What connects all three of these women isn’t just entrepreneurship. It’s how they build.
Why Community Matters More Than Certainty
Anya talked about an early mentor who asked everyone for ideas. Every voice mattered. Titles didn’t. That experience shaped her entire leadership style. It’s why collaboration sits at the center of everything she creates. Why competition never felt like the right model. Why her instinct is always to widen the circle.
Collaboration Over Competition in Entrepreneurship
Molly and Liz live that same instinct out loud. They didn’t leave stable roles because they were bored. They left because they saw a gap. Partners in the Microsoft Dynamics ecosystem needed a place to talk to each other. To learn from each other. To be honest about what worked and what didn’t. And instead of waiting for someone else to fix it, they stepped forward together.
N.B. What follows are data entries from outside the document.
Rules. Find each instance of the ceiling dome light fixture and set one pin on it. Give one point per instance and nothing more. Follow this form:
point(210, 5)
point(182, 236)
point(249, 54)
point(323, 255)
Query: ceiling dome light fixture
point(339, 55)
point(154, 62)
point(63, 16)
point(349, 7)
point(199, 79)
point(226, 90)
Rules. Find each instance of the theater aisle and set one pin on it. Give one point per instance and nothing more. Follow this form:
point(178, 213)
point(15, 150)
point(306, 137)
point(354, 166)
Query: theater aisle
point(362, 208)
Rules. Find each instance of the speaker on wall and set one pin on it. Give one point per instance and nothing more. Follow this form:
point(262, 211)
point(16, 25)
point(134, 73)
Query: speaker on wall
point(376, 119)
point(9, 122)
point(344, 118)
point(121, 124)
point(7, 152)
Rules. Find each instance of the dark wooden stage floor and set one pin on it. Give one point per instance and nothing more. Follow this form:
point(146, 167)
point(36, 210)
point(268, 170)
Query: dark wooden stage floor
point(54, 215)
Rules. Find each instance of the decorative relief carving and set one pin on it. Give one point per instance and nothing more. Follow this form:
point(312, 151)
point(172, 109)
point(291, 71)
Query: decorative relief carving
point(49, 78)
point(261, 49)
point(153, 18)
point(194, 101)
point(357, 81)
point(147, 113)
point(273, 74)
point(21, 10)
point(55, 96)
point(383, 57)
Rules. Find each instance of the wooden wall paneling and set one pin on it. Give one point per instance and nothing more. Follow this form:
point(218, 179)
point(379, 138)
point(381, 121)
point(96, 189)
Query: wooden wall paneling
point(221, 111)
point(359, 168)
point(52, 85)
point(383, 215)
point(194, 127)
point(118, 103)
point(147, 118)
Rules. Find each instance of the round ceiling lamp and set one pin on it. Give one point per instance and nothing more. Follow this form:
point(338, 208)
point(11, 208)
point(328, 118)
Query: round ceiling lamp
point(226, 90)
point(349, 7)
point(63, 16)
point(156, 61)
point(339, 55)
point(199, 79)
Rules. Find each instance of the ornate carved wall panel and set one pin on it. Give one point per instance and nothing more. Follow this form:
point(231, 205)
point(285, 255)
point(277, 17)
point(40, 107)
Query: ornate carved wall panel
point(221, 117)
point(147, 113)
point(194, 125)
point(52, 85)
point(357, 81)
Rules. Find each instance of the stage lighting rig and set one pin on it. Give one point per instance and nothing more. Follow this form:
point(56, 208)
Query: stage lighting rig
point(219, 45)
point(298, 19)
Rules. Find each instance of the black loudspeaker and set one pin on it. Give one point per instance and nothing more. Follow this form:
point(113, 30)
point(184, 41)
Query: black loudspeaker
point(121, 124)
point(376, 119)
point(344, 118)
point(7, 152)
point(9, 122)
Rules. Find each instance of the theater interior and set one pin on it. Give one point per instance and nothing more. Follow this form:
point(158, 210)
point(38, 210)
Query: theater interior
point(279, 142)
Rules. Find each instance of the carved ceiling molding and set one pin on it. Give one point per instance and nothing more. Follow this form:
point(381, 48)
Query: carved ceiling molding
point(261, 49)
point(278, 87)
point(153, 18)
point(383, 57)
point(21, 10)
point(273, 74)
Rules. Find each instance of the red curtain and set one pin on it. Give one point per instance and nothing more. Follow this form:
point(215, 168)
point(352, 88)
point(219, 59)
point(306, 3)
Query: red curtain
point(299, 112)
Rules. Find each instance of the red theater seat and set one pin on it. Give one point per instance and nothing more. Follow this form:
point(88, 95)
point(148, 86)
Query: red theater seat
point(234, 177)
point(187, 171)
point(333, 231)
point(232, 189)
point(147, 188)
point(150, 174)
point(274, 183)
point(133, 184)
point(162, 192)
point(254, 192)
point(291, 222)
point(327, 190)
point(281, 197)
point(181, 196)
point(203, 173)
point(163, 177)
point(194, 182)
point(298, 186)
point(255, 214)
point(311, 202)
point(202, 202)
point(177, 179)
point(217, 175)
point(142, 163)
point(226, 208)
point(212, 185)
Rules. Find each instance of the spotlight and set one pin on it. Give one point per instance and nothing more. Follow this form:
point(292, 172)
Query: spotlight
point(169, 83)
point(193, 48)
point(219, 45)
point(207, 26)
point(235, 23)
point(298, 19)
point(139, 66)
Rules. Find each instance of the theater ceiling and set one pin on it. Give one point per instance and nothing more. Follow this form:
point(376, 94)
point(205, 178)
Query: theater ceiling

One of my favorite moments from their episode was how clearly they named the tension so many people feel. Stability versus possibility. Safety versus something more. That quiet, persistent nudge that says, “There’s something here,” even when you don’t yet know what it is.
Acting Before You Feel Ready
All three stories point to the same truth.
You don’t need to feel ready.
You don’t need the perfect plan.
You don’t need permission.
You need people.
You need curiosity.
You need the courage to take the first step.
Community doesn’t get built by accident. It’s built by people willing to go first. People willing to ask, “How can I make this easier for someone else?” People willing to share instead of gatekeep. People willing to act while still figuring it out.
Revisiting these episodes together reminded me that bravery isn’t always loud. Sometimes it looks like a side project. A conversation. A partnership. A leap taken with no map and a lot of trust.
And sometimes, that’s exactly how the most meaningful things begin.
The stories people share with me stay with me. They shape how I see the world, how I make decisions, and how I think about what’s possible. Conversations like these don’t end when the recording stops. They linger. They influence how I lead, how I show up for others, and how I encourage people standing at the edge of something new. That’s why I created Coffey Talk. Not as a podcast for sound bites, but as a vehicle for stories. A place to share lived experience, surface courage, and help people find connections they didn’t know they needed yet.